The carbon-rich technologies that launched modernism and high-tech now fuel climate change. A reset to sustainable, low-tech design is now imperative
The architectural approaches of recent years, often gathered together under the unsatisfactory umbrella of ‘contemporary’ architecture, appear to be falling well short of the radical reform needed to tackle today’s climate and biodiversity emergency.
Without a compelling theory of architecture to respond to the challenges and opportunities of our own age, spatial and material ideals instilled by the modern movement still define mainstream attitudes to building.
A century ago, in ‘Vers une Architecture’, Le Corbusier dismissed over-stylistic trends, rejoicing in the possibilities of mass production and materials such as reinforced concrete, which facilitated his use of pilotis and ribbon windows to enable the free plan.
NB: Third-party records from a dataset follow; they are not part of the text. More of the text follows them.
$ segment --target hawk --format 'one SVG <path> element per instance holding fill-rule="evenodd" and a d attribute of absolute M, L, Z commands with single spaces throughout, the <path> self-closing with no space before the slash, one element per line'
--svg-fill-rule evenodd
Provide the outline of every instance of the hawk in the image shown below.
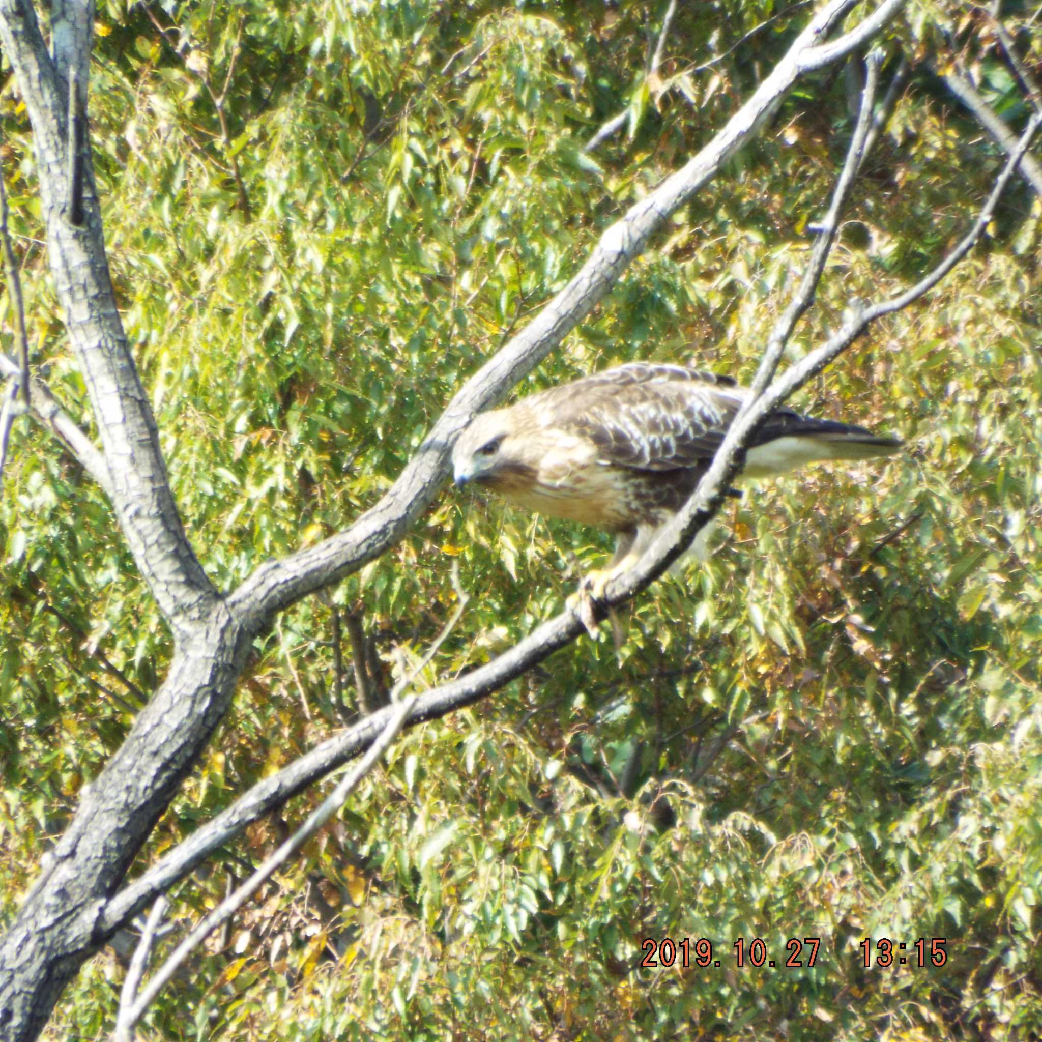
<path fill-rule="evenodd" d="M 747 396 L 715 373 L 618 366 L 475 417 L 452 451 L 455 483 L 614 532 L 615 555 L 594 584 L 602 591 L 694 492 Z M 900 446 L 850 423 L 777 408 L 753 435 L 739 476 L 867 460 Z"/>

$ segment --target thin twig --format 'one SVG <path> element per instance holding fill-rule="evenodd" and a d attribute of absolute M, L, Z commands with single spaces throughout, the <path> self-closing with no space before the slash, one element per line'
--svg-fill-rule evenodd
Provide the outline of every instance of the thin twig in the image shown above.
<path fill-rule="evenodd" d="M 141 978 L 148 966 L 149 956 L 152 953 L 152 945 L 155 943 L 155 935 L 163 922 L 163 916 L 170 902 L 165 894 L 160 894 L 152 905 L 152 911 L 148 914 L 145 922 L 145 929 L 142 932 L 141 941 L 134 949 L 130 965 L 127 967 L 127 975 L 123 981 L 123 990 L 120 992 L 120 1012 L 116 1018 L 116 1031 L 113 1033 L 113 1042 L 133 1042 L 133 1025 L 137 1020 L 130 1020 L 129 1014 L 133 1009 L 134 999 L 138 996 L 138 988 Z"/>
<path fill-rule="evenodd" d="M 152 975 L 148 985 L 132 1004 L 121 1011 L 120 1019 L 125 1032 L 142 1018 L 142 1015 L 152 1003 L 156 995 L 177 972 L 185 959 L 215 931 L 225 919 L 235 914 L 271 876 L 293 857 L 337 812 L 347 797 L 354 791 L 358 783 L 376 765 L 383 751 L 398 736 L 418 696 L 411 695 L 398 702 L 388 718 L 387 724 L 379 737 L 369 747 L 369 751 L 333 789 L 333 791 L 308 816 L 307 820 L 279 848 L 268 858 L 260 867 L 238 890 L 226 897 L 213 912 L 193 929 L 188 937 L 174 949 L 167 961 Z M 127 1036 L 116 1036 L 114 1042 L 123 1042 Z"/>
<path fill-rule="evenodd" d="M 754 25 L 751 29 L 749 29 L 748 32 L 739 36 L 738 40 L 736 40 L 735 43 L 733 43 L 722 54 L 718 54 L 715 58 L 711 58 L 709 61 L 705 61 L 700 66 L 695 66 L 693 69 L 689 69 L 689 75 L 695 76 L 700 72 L 705 72 L 714 66 L 719 65 L 725 57 L 727 57 L 728 54 L 733 54 L 739 47 L 742 46 L 742 44 L 744 44 L 747 40 L 751 40 L 758 32 L 766 29 L 772 22 L 776 22 L 779 18 L 785 18 L 786 15 L 790 11 L 794 11 L 797 7 L 805 7 L 810 2 L 811 0 L 796 0 L 795 3 L 790 4 L 785 8 L 785 10 L 779 10 L 777 14 L 771 15 L 770 18 L 765 19 L 759 25 Z"/>
<path fill-rule="evenodd" d="M 0 352 L 0 376 L 21 378 L 22 369 Z M 108 466 L 94 442 L 80 429 L 76 421 L 61 407 L 50 389 L 41 380 L 30 379 L 32 387 L 32 415 L 66 447 L 69 454 L 98 482 L 109 497 L 111 483 Z"/>
<path fill-rule="evenodd" d="M 1017 147 L 1017 135 L 984 100 L 964 70 L 950 68 L 939 72 L 938 75 L 948 90 L 973 114 L 981 126 L 1006 150 L 1007 154 Z M 1025 154 L 1020 162 L 1020 173 L 1042 198 L 1042 163 L 1039 163 L 1034 155 Z"/>
<path fill-rule="evenodd" d="M 413 686 L 413 681 L 430 665 L 430 660 L 438 654 L 439 648 L 448 639 L 449 634 L 452 632 L 456 627 L 456 623 L 463 618 L 463 613 L 467 611 L 467 605 L 470 603 L 470 594 L 467 593 L 463 588 L 463 584 L 460 581 L 460 562 L 454 557 L 452 559 L 452 569 L 449 572 L 450 579 L 452 581 L 452 589 L 455 591 L 456 595 L 456 610 L 452 613 L 452 617 L 448 622 L 442 627 L 442 631 L 438 635 L 435 643 L 430 645 L 427 649 L 427 653 L 420 660 L 420 664 L 407 675 L 402 677 L 392 689 L 391 689 L 391 701 L 396 701 L 401 693 L 407 688 Z"/>
<path fill-rule="evenodd" d="M 654 45 L 654 53 L 651 55 L 651 67 L 649 73 L 656 73 L 662 65 L 663 51 L 666 48 L 666 36 L 669 35 L 669 27 L 676 15 L 676 0 L 669 0 L 669 6 L 662 20 L 662 31 L 659 33 L 659 42 Z"/>
<path fill-rule="evenodd" d="M 332 644 L 332 698 L 337 713 L 344 723 L 350 723 L 351 713 L 344 704 L 344 648 L 340 625 L 340 609 L 332 603 L 331 598 L 325 598 L 329 609 L 329 623 L 332 632 L 329 635 Z"/>
<path fill-rule="evenodd" d="M 676 0 L 669 0 L 669 6 L 666 8 L 666 14 L 662 20 L 662 30 L 659 33 L 659 42 L 655 44 L 654 51 L 648 60 L 647 69 L 644 72 L 644 78 L 641 81 L 641 90 L 643 90 L 648 80 L 659 72 L 659 66 L 662 65 L 663 51 L 666 46 L 666 36 L 669 33 L 669 27 L 673 22 L 674 15 L 676 15 Z M 627 105 L 621 113 L 617 116 L 613 116 L 612 119 L 604 123 L 604 125 L 582 147 L 582 151 L 595 152 L 601 145 L 604 144 L 605 141 L 607 141 L 609 138 L 613 137 L 622 128 L 628 117 L 629 106 Z"/>
<path fill-rule="evenodd" d="M 872 126 L 869 128 L 868 137 L 865 139 L 865 146 L 862 149 L 862 163 L 865 162 L 865 156 L 875 148 L 875 143 L 879 140 L 879 134 L 886 130 L 887 124 L 890 122 L 890 117 L 893 116 L 894 108 L 897 106 L 897 98 L 908 82 L 911 70 L 912 67 L 909 65 L 909 59 L 902 54 L 897 70 L 890 80 L 890 85 L 887 88 L 887 93 L 883 96 L 883 102 L 872 116 Z"/>
<path fill-rule="evenodd" d="M 811 259 L 803 271 L 799 288 L 789 306 L 782 313 L 774 328 L 767 340 L 767 347 L 764 356 L 760 362 L 755 378 L 749 389 L 749 397 L 746 399 L 746 408 L 751 408 L 756 398 L 763 394 L 765 388 L 774 378 L 778 363 L 782 361 L 782 353 L 792 337 L 796 323 L 803 313 L 814 303 L 814 295 L 817 291 L 818 282 L 825 270 L 825 262 L 832 251 L 836 241 L 836 229 L 839 226 L 840 213 L 850 193 L 850 187 L 858 174 L 865 155 L 865 143 L 868 140 L 868 131 L 872 120 L 872 107 L 875 101 L 875 89 L 879 82 L 879 67 L 883 64 L 883 56 L 878 51 L 873 51 L 865 59 L 866 75 L 865 88 L 861 95 L 861 109 L 858 114 L 858 125 L 854 128 L 853 137 L 850 139 L 850 147 L 847 149 L 846 162 L 843 170 L 836 182 L 833 191 L 832 204 L 828 213 L 821 222 L 818 240 L 811 251 Z"/>
<path fill-rule="evenodd" d="M 3 480 L 3 469 L 7 463 L 7 443 L 10 441 L 10 428 L 15 425 L 18 411 L 15 401 L 18 398 L 18 382 L 11 380 L 4 389 L 3 405 L 0 405 L 0 481 Z"/>
<path fill-rule="evenodd" d="M 1013 66 L 1013 71 L 1020 77 L 1020 84 L 1023 88 L 1024 94 L 1027 95 L 1032 105 L 1039 111 L 1042 111 L 1042 88 L 1039 86 L 1038 80 L 1027 66 L 1020 60 L 1020 56 L 1017 54 L 1013 44 L 1013 36 L 1010 35 L 1010 30 L 1007 29 L 998 17 L 997 2 L 992 4 L 991 9 L 988 11 L 988 17 L 991 19 L 995 35 L 998 36 L 998 42 L 1002 45 L 1002 50 L 1006 52 L 1010 65 Z"/>
<path fill-rule="evenodd" d="M 304 686 L 300 683 L 300 674 L 297 672 L 297 667 L 293 665 L 293 654 L 286 644 L 286 630 L 282 629 L 282 617 L 279 616 L 275 623 L 275 629 L 278 632 L 278 643 L 282 649 L 282 654 L 286 656 L 286 663 L 290 667 L 290 674 L 293 676 L 293 683 L 297 686 L 297 692 L 300 695 L 300 704 L 304 711 L 304 717 L 311 722 L 312 710 L 307 704 L 307 695 L 304 692 Z"/>
<path fill-rule="evenodd" d="M 0 160 L 2 162 L 2 160 Z M 22 401 L 26 408 L 32 407 L 29 391 L 29 338 L 25 331 L 25 303 L 22 300 L 22 277 L 15 259 L 15 247 L 11 245 L 7 231 L 7 183 L 2 166 L 0 166 L 0 239 L 3 240 L 3 267 L 7 277 L 7 292 L 15 307 L 15 342 L 18 344 L 18 356 L 21 362 L 19 383 L 22 391 Z"/>
<path fill-rule="evenodd" d="M 351 644 L 351 666 L 354 669 L 354 691 L 358 705 L 366 714 L 375 713 L 382 704 L 382 699 L 373 697 L 372 685 L 369 680 L 369 670 L 366 665 L 366 631 L 362 619 L 356 612 L 348 612 L 347 639 Z"/>

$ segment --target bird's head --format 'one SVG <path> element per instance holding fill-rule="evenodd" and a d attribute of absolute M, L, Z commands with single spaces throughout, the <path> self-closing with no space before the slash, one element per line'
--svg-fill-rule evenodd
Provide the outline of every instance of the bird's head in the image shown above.
<path fill-rule="evenodd" d="M 477 482 L 496 488 L 510 480 L 514 458 L 510 410 L 481 413 L 460 436 L 452 450 L 452 475 L 457 486 Z"/>

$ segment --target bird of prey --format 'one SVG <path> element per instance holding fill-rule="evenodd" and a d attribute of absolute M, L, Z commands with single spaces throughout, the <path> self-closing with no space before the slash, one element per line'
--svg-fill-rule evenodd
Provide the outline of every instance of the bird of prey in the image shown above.
<path fill-rule="evenodd" d="M 452 452 L 455 483 L 614 532 L 615 555 L 596 573 L 597 596 L 694 492 L 747 395 L 727 376 L 684 366 L 607 369 L 475 417 Z M 777 408 L 753 436 L 740 477 L 887 455 L 900 445 L 853 424 Z"/>

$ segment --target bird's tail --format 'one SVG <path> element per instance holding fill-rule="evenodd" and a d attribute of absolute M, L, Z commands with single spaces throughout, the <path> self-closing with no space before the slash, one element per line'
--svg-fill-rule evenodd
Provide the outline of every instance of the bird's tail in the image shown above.
<path fill-rule="evenodd" d="M 822 460 L 870 460 L 890 455 L 903 444 L 899 438 L 873 435 L 871 430 L 838 420 L 812 420 L 799 417 L 797 423 L 786 418 L 785 426 L 768 426 L 763 441 L 748 450 L 746 477 L 784 474 L 795 467 Z"/>
<path fill-rule="evenodd" d="M 821 447 L 823 460 L 870 460 L 872 456 L 891 455 L 904 444 L 899 438 L 873 435 L 864 427 L 839 423 L 837 426 L 845 429 L 815 431 L 801 437 L 813 440 Z"/>

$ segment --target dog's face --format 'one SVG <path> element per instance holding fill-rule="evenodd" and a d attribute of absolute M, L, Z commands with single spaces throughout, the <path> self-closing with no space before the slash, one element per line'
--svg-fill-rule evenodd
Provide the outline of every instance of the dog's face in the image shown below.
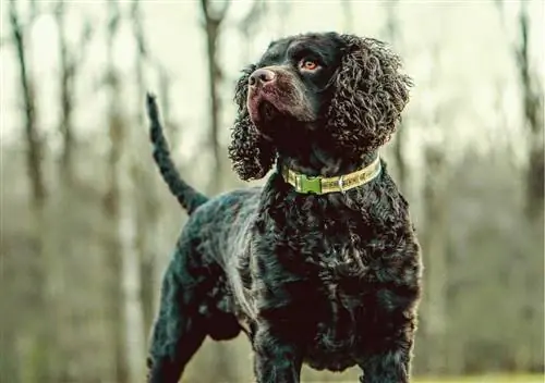
<path fill-rule="evenodd" d="M 289 134 L 280 122 L 314 126 L 330 99 L 327 89 L 342 47 L 336 34 L 270 44 L 247 78 L 247 110 L 254 126 L 266 137 Z"/>
<path fill-rule="evenodd" d="M 324 33 L 274 41 L 237 84 L 234 170 L 261 178 L 298 140 L 354 161 L 378 149 L 409 100 L 410 78 L 399 67 L 374 39 Z"/>

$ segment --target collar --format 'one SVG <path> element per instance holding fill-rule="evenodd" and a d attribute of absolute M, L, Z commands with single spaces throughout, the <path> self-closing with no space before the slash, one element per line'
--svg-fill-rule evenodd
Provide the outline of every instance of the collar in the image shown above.
<path fill-rule="evenodd" d="M 380 174 L 380 157 L 377 156 L 367 166 L 336 177 L 308 176 L 288 168 L 282 168 L 282 177 L 298 193 L 322 195 L 336 192 L 344 193 L 362 186 Z"/>

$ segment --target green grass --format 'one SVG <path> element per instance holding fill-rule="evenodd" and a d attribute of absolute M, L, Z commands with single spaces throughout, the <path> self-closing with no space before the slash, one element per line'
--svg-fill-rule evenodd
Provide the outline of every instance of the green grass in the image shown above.
<path fill-rule="evenodd" d="M 544 383 L 545 375 L 483 375 L 462 378 L 420 378 L 414 383 Z"/>

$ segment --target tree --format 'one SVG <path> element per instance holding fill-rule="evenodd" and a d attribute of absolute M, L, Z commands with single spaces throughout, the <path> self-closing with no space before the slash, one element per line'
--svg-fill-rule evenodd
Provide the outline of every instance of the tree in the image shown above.
<path fill-rule="evenodd" d="M 217 193 L 221 186 L 221 157 L 219 150 L 219 118 L 220 118 L 220 96 L 219 84 L 223 75 L 218 64 L 218 40 L 220 36 L 220 26 L 226 18 L 227 11 L 229 10 L 230 1 L 221 3 L 221 8 L 214 10 L 209 0 L 201 0 L 201 7 L 204 15 L 204 28 L 206 34 L 206 48 L 208 58 L 208 87 L 210 97 L 210 138 L 209 146 L 213 151 L 213 172 L 209 183 L 209 190 Z"/>
<path fill-rule="evenodd" d="M 62 135 L 62 155 L 60 159 L 60 175 L 61 181 L 66 186 L 73 185 L 74 174 L 72 166 L 76 159 L 74 153 L 75 137 L 73 126 L 73 110 L 74 110 L 74 94 L 75 94 L 75 77 L 77 70 L 84 59 L 87 42 L 92 37 L 92 28 L 87 23 L 77 42 L 77 49 L 69 47 L 66 40 L 66 27 L 64 17 L 66 7 L 64 1 L 59 1 L 55 8 L 55 18 L 57 22 L 59 36 L 59 55 L 60 55 L 60 104 L 61 104 L 61 122 L 60 132 Z M 74 52 L 75 51 L 75 52 Z"/>

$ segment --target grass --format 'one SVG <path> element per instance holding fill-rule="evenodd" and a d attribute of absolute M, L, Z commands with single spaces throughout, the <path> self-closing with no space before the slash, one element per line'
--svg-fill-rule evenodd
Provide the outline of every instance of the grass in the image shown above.
<path fill-rule="evenodd" d="M 421 378 L 414 383 L 544 383 L 545 375 L 482 375 L 461 378 Z"/>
A generation later, digital design tools and advanced manufacturing processes facilitated the seemingly limitless structural possibilities of the high-tech movement. Paired with the optimism and boom of the 80s and 90s, it led to an extraordinary development in methods of construction, fit for the scale of global growth that followed. The best examples of high-tech were dazzling in their clarity, efficiency and elegance of structural expression, such as the 1971 Centre Pompidou by Rogers and Piano in Paris.
However, Richard Rogers’ stridently cantilevering final building this year felt particularly poignant. Given the Château La Coste Gallery’s flagrant disregard for embodied carbon, it seems a fitting memorial to mark the end of an era, and a new agenda.
Today this attitude of excess is perhaps no better showcased than in the work of Bjarke Ingels’ BIG, who turbocharged Mies van der Rohe’s maxim ‘less is more’, for a 21st century audience, in his 2009 book titled ‘Yes is More!’. Form now seems slave to the big idea; as it is technologically possible to do just about anything, resulting in buildings that are undulating, contorted, writhing masses of glass and steel and concrete. The logical end of modernism, ‘Junkspace’ as Koolhaas prophesied, is here.
This insouciance, where ‘the idea’, fuelled by boundless technological capability, eclipses rationalism, must be challenged in an age of depleting resources and an urgent need to reduce carbon emissions. Fortunately, a new generation of practitioners and thinkers is leading a growing shift away from the preoccupations of modernism and stylistic eclecticism, towards leaner, more vital forms of architecture. We call this approach low-tech.
While Le Corbusier drew from the cutting-edge technology of the time, little formal inspiration can be found in a microchip today. Compared to the wizardry in your smartphone, buildings are relatively simple accumulations of material, yet they have somehow become slave to technological advancement.
Over-technologisation and mechanisation has resulted in buildings such finely wrought, finitely controlled, antiseptic of glass and stainless steel edifices, that they offer little to nourish the soul. One outcome, sick building syndrome, is a worsening clinical condition recognised by the NHS. Clearly something is wrong when, instead of nurturing us, buildings make us ill. It is no surprise following the Covid-19 pandemic, many would prefer not to return to inner city offices. This reflects a broader social trend – a resurgence in people seeking reconnection with nature through craft, making and the outdoors, as a counterpoint to living life online.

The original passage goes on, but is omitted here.